The Bayview Hunters Point community, located in southeast San Francisco, has spent decades advocating for health-protective policies around toxic pollutants and the need for cumulative environmental exposure frameworks to achieve social justice. Since World War II, Bayview Hunters Point naval shipyard, that includes the historical site of the US Navy Radiological Defense Laboratory (NRDL), has been one of the country’s most contaminated Superfund sites. The NRDL left behind known environmental contaminants, including industrial chemicals, air pollutants, heavy metals and other known carcinogens.
Racist practices of redlining neighborhoods and allowing hazardous land uses next to residential areas, have significantly contributed to high rates of poverty, social deprivation, chronic disease, and poor health outcomes in the surrounding community. Bayview Hunters Point residents have suffered from higher rates of asthma (with the highest rate of asthma hospitalizations in San Francisco in 2000), breast cancer (Bayview resident African American women aged <50 years had twice the rate of breast cancer compared to San Francisco as a whole in mid 1990s), cervical cancer, and prostate cancer.
Scientific studies and regulatory practices that focus on isolating a single chemical to study or to regulate, do not serve communities such as Bayview Hunters Point that are exposed to multiple environmental chemicals as well as other non-chemical stressors.

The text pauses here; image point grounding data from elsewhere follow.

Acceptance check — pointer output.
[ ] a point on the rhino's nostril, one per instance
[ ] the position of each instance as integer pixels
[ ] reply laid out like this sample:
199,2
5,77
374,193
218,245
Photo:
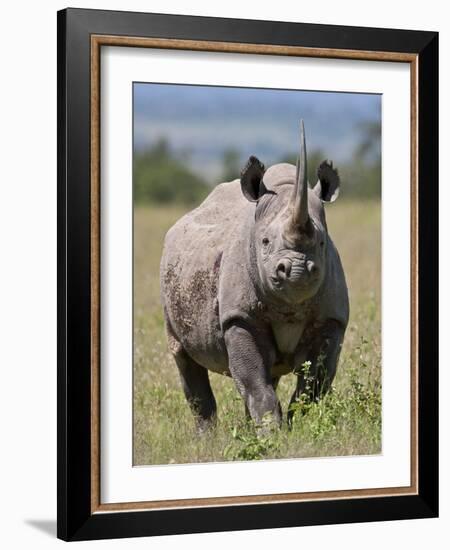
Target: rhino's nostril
283,269
312,267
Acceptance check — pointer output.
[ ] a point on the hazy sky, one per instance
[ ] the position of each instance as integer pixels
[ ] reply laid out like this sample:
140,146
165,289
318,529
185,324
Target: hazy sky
202,121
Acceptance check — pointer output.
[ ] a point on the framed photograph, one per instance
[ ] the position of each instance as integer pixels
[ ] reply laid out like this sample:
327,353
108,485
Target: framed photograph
247,255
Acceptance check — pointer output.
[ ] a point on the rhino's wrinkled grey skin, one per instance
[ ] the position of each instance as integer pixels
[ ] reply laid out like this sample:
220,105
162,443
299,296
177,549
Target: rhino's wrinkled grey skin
252,287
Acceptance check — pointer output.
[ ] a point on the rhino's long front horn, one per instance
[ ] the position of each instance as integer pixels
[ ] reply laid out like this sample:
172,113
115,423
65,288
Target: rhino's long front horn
299,200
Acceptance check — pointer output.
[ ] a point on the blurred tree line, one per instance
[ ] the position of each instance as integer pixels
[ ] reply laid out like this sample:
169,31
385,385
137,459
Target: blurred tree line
161,176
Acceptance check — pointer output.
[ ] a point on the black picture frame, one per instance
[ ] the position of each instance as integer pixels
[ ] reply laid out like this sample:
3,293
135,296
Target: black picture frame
75,518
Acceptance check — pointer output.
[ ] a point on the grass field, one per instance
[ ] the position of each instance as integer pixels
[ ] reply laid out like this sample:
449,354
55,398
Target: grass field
346,422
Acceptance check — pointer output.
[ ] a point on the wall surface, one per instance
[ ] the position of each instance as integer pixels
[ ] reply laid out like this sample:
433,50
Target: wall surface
28,274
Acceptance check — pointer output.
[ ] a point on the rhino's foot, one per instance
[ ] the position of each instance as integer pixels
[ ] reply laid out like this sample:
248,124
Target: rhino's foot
205,426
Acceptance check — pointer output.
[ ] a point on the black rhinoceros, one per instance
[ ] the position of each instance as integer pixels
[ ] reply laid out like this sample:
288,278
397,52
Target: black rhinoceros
252,286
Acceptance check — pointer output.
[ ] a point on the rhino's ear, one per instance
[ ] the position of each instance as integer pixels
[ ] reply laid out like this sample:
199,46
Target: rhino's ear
251,179
328,185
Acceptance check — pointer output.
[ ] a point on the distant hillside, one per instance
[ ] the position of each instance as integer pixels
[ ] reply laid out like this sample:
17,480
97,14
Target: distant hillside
200,123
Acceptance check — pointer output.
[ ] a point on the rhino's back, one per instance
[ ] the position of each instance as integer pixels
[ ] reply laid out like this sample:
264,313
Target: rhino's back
190,268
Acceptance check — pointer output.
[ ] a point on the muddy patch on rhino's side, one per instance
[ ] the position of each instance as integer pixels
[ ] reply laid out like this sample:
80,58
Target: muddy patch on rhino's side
187,303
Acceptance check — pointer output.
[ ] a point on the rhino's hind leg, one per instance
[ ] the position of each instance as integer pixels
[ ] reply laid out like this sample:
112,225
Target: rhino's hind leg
323,356
197,389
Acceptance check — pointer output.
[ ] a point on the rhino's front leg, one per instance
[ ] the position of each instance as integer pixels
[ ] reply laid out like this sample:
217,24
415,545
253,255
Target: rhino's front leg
250,358
323,356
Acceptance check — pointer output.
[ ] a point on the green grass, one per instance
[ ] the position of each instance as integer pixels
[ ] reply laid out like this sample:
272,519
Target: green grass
346,422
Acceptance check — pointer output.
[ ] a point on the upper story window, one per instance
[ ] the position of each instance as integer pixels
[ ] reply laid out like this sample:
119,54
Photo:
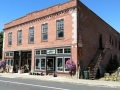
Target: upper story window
44,32
60,28
19,36
10,38
31,34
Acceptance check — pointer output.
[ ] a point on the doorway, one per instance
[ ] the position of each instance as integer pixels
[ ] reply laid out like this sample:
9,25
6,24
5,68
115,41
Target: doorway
50,64
100,42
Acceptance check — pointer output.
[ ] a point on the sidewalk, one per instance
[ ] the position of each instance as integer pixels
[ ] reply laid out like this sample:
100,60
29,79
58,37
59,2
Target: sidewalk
63,80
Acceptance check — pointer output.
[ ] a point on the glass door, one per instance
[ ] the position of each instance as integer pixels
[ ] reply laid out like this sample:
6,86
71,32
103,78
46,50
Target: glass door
50,64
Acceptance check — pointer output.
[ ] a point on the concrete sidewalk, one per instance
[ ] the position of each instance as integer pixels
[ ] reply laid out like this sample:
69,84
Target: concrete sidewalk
63,80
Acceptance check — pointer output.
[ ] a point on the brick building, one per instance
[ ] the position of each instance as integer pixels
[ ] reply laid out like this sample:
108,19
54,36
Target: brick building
44,40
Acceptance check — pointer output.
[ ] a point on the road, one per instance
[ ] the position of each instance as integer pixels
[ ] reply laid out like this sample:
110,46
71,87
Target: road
32,84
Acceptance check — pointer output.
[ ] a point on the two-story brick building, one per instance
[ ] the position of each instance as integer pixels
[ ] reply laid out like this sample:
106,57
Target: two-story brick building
44,40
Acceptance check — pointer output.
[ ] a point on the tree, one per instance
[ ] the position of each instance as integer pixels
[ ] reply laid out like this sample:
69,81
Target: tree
1,44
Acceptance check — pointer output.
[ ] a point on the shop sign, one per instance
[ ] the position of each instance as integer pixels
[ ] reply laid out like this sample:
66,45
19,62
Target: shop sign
50,51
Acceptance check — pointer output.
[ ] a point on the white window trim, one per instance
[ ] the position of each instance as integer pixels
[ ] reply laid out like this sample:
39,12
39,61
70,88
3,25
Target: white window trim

Single-chemical approaches not only fail communities but also fail to meet rigorous scientific standards that fully evaluate risk. To demonstrate the failings of this approach, PRHE Director Tracey Woodruff reviewed the latest phthalates exposure research. Phthalates are a class of chemicals found in virtually all of the U.S. population and are known to put healthy pregnancies and fetal development at risk. In 2001, the US Centers for Disease Control published the National Report on Human Exposure to Environmental Chemicals, a study using biomonitoring data for 27 chemicals in the U.S. population from 1999 NHANES data, that included phthalates. The biomonitoring program documented in the report expanded the number of chemicals monitored within a representative sample of US residents. Eventually, exposure documented in biomonitoring, and consumer and environmental advocacy led to the ban of one type of phthalate, but other types of phthalates were substituted, and subsequent biomonitoring showed marked increases in the substitutes. Regrettably, substitutes can also put the population at risk, illustrating how not focusing on a class of chemicals could underestimate the health impacts and lead to ongoing exposures.
We join with communities and health researchers to call on regulatory agencies and exposure scientists to rapidly advance their science to systematically employ cumulative environmental frameworks to promote health.